I’m very pleased to note that my fellow Legal History Blogger Karen M. Tani, University of California-Berkeley Law, has posted Welfare and Rights Before the Movement: Rights as a Language of the State, which is forthcoming later this year in volume 122 of the Yale Law Journal.  Here is the abstract:
Jane Hoey (credit)
In conversations about government assistance, rights language often emerges as a danger: when benefits become “rights,” policymakers lose flexibility, taxpayers suffer, and the poor lose incentive to work. Absent from the discussion is an understanding of how, when, and why Americans began to talk about public benefits in rights terms. This Article addresses that lacuna by examining the rise of a vibrant language of rights within the federal social welfare bureaucracy during the 1930s and 1940s. This language is barely visible in judicial and legislative records, the traditional source base for legal-historical inquiry, but amply evidenced by previously un-mined administrative records. Using these documents, this Article shows how concepts of “welfare rights” filtered through federal, state, and local administrative channels and into communities around the nation.

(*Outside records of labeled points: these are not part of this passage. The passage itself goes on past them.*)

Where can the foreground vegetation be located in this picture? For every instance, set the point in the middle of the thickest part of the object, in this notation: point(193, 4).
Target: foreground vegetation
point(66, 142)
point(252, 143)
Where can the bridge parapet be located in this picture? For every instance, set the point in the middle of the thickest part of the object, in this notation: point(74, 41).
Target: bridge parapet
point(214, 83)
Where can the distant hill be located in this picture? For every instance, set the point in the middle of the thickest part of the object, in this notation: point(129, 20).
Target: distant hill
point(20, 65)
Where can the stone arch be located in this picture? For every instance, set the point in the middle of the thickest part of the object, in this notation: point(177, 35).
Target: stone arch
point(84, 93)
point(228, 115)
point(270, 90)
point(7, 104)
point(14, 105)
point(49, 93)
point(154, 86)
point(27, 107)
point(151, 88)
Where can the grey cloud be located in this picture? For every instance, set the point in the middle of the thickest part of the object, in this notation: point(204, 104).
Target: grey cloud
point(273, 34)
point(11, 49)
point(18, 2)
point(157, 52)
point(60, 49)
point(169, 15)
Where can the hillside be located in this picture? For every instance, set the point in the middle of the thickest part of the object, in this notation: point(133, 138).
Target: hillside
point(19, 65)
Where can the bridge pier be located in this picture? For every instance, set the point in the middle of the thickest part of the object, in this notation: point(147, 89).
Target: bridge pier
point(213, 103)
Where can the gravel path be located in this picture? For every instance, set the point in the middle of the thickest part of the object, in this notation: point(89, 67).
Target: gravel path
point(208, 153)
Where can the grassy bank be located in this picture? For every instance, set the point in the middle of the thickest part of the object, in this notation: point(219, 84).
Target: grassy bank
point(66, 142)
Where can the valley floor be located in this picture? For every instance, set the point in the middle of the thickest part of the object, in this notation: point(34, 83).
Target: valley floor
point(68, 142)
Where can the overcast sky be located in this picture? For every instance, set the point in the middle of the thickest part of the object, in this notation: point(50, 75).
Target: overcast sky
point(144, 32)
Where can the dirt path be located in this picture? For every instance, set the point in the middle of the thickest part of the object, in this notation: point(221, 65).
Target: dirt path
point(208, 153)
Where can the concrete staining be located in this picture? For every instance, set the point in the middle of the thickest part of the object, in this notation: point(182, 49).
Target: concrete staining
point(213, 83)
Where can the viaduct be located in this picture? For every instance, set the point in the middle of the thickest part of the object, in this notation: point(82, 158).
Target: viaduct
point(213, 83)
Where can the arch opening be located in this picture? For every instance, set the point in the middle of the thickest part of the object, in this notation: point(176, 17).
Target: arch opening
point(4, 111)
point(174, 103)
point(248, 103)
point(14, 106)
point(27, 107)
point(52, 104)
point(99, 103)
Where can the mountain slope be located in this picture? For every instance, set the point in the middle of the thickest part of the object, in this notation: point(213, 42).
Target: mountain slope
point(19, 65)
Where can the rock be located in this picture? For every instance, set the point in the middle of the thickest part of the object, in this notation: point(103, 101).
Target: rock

This finding contradicts conventional wisdom, which dates the birth of “welfare rights” language to the 1960s. This Article reveals that as early as 1935, some Americans—government officials, no less—deliberately and persistently employed rights language in communications about welfare benefits. In addition to challenging dominant interpretations, this Article identifies an under-studied aspect of rights language. An abundant “rights talk” literature chronicles and critiques claimants’ use of rights language. This Article, by contrast, identifies rights language emanating from government and being used for government purposes. Specifically, this Article argues that federal administrators used rights language as an administrative tool, a way to solve tricky problems of federalism and administrative capacity at a time in which poor relief was shifting from a local to a state and federal responsibility. Thus this Article not only enriches debates about the role of rights in contemporary social welfare reforms, but it also brings fresh insights to scholarship on the techniques of administrators and the limits of federal power.

Monday, September 24, 2012

Zietlow on Ashley's Thirteenth Amendment

Rebecca E. Zietlow, University of Toledo College of Law, has posted James Ashley's Thirteenth Amendment which is forthcoming in Columbia Law Review 112 (2012). Here is the abstract:
James Ashley (Library of Congress)
On January 31, 1865, the United States House of Representatives voted to approve the Thirteenth Amendment. Chairing the final debate over the Amendment was Representative James Ashley, a lifelong opponent of slavery from Northwest Ohio who led the fight for the Amendment’s approval in the House. Ashley and his antislavery colleagues believed that the Thirteenth Amendment not only ended slavery, but also established fundamental human rights for freed slaves and other people in the United States. This Essay describes Ashley’s theory of the Thirteenth Amendment, a theory that addressed the intersectionality of racial and class-based oppression. Ashley viewed slavery as an institution that relied on both racial and class subordination. Remedying the harms of slavery would require the restoration of a wide range of fundamental human rights that had been violated by that institution, to remedy both the class and race-based subordination that had made slavery possible and improve the status of all workers. As scholars engage in that dialogue over the meaning of rights in the twenty-first century, the Thirteenth Amendment will play an important role. James Ashley’s vision of the Thirteenth Amendment is helpful not only for understanding its history, but also because it resonates in the twenty-first century and provides a useful model for rethinking equality rights.